I agree James wrote a great article, Wojtek, but you seem to have read a different article than I did. I don't know how you can interpret Roddick's story as an inspiring one that offers "hope that the Left can think progressively and adapt to changing times." Roddick's is a cautionary tale of self-serving entrepreneurs' chameleon-like ability to exploit the world's
poor and line their own pockets by adopting a patina of progressivism. Roddick was a palpable fraud.
[WS:] We must have indeed read two different articles. I personally think that selfless-altruism to save the "wretched of the earth" is a bunch of crock - nothing more than thinly veiled self-serving posturing to boost one's radical credentials, image and social standing. I have much more respect for those who help themselves and teach others how to do likewise & provide others with some tools to make that self help more efficient. Roddick seem to do just that and by doing so she accomplished, imho, far more than all the long-winded self-styled radicals and pomo theorists combined.
Far from "exploiting the poor" which I presume is a lefty code word for handouts i.e. philanthropy or manna falling from the sky, Roddick tried to help them being more self-sufficient by providing market access for their products.
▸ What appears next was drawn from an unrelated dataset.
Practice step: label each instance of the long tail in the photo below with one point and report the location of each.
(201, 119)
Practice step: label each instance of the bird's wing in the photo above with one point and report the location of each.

Obviously, there limits what a single person or an institution can do in this respect, but that seems to be a far superior way of helping the poor than guilt tripping and exhortations against "yuppies" practiced by self-styled radicals. I would go as far as saying that buying their handicrafts was probably more effective than, say, training them to be IT technicians or industrial workers with zero prospects of employment in their own countries.
And that it is subsumed under the rubric of capitalism? That reminds me of an anecdote of a staunch Irish atheist who was once asked by his own son whether he should marry the girl he loved in a church, as she insisted. "Of course, if you love the girl." replied the father. "All that church stuff is nothing but empty babble that does not matter a bit." So whether it is called, capitalism, Christianity or shit on a stick - it is all but empty talk. What matters is the material effect it has.